Sendo impossível fazer amigos sem que a relação ganhe contornos de nível superior, Mauro preencheu um formulário requerendo “amizades aleatórias sem conflito” e se inscreveu numa escola pública, atitude a que seu tutor master teria dito “se prefere morrer de novo, tudo bem”. Então no início da semana seguinte, Mauro começou um experimento dentro do experimento que era estar vivo de novo depois de um sono de 40 anos: o que seria ter amigos de verdade? como seria a socialização de um adolescente de 52 anos? a escola teria acompanhado a evolução dos costumes forçada pela revolução tecnológica?
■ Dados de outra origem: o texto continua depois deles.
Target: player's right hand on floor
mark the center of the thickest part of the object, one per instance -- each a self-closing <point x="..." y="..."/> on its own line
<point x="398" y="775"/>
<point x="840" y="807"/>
O objeto-mauro sobreviveria ao ensino médio?

Ali está o muro da escola com seus arames farpados, à direita câmeras de segurança e à esquerda árvores arrancadas antes da primavera sem motivo que justifique o dano. O calor irradia ondas de 41 graus sobre telhados de amianto. É hora do intervalo, inspetores gritam “não façam isso” para um grupo de meninas que se fotografam simulando uma briga. As salas de aula só abrem por dentro. Professores ensinam a importância da obediência em primeiro lugar. Lousa e giz, cadernos para copiar matéria, a educação bancária com ares de progressão continuada forma operários alienados para todo tipo de fábrica; senso crítico nenhum, todos obedecem para ganhar crédito. Tudo no devido lugar, o velho Mauro está em casa.
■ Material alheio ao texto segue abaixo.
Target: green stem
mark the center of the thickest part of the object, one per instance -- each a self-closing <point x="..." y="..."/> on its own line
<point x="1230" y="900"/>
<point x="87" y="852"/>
Mauro que não se chama Mauro, meu colega de classe na 8ª série C, acabara de votar e passa por mim. Saio do devaneio da ficção para ser reconhecido apesar da minha barba grande e prateada pelo tempo. Num segundo de olhar cruzado, pude sentir a crueldade da criança que envelhece cruel. O cidadão me cumprimenta fazendo arminha com os dedos polegar e indicador. Ignoro a ruína onde estamos desejando novos ares para a democracia no planeta.